È proprio questo il punto. Nessuno dovrà annunciare che Gesù è tornato, nessuno dovrà convincere gli altri. Tutti Lo vedranno. Il lampo scelto da Gesù come paragone racchiude tre verità sul Suo ritorno. Sarà improvviso: non ci sarà il tempo di prepararsi all’ultimo momento. Sarà visibile: nessuno dovrà essere informato o convinto, perché tutta l’umanità Lo vedrà. E sarà potente: proprio come un lampo domina il cielo e cattura inevitabilmente ogni sguardo, così la venuta di Cristo manifesterà a tutti la Sua autorità e la Sua gloria.

Subito dopo questo verso, Gesù ricordava i giorni di Noè e quelli di Lot (Luca 17:26-30). Le persone mangiavano, bevevano, compravano, vendevano, costruivano. Non stavano necessariamente facendo qualcosa di sbagliato. Stavano semplicemente vivendo come se Dio non dovesse mai intervenire. Erano così assorbite dalla vita presente da ignorare quella eterna.

E guardando a noi, non è difficile ritrovarci nella stessa condizione. Il lavoro, gli impegni, i sogni, le preoccupazioni possono occupare così tanto spazio da farci dimenticare che la nostra speranza non è in questa terra. Senza accorgercene, iniziamo a vivere come se Cristo non dovesse più tornare.

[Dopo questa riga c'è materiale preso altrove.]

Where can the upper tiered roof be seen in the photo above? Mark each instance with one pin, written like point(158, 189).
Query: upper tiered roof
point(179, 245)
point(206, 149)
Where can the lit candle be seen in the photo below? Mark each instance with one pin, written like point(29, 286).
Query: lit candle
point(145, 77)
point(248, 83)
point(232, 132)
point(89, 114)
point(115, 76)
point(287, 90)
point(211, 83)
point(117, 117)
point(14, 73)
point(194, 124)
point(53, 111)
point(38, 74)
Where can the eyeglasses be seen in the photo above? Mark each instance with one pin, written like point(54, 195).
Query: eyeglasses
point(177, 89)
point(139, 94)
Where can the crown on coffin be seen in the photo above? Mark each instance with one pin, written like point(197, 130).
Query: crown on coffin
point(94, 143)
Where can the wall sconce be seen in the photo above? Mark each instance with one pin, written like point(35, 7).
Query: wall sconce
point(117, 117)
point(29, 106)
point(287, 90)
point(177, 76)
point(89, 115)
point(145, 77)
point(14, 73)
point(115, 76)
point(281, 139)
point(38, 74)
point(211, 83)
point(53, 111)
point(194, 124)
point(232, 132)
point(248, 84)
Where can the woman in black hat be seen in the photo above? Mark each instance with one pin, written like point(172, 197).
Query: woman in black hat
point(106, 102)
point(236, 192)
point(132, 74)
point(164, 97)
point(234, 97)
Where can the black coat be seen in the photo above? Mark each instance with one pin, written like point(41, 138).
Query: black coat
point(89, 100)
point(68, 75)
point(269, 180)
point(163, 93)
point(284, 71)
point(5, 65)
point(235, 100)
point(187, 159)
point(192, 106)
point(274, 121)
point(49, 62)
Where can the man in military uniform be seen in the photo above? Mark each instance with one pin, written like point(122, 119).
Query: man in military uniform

Gesù non ci invita a diventare esperti di profezie, ma persone vigilanti. Non cerca credenti che sappiano prevedere il futuro, ma figli che Gli siano fedeli nel presente. La domanda non è se il Suo ritorno avverrà: avverrà sicuramente. La domanda è se ci troverà con gli occhi rivolti a Lui.

Vivi ogni giorno con questa speranza. Cristo tornerà, e il Suo ritorno sarà improvviso, glorioso e impossibile da ignorare. Chi cammina con Lui non ha bisogno di conoscere la data: gli basta conoscere il Re che sta aspettando.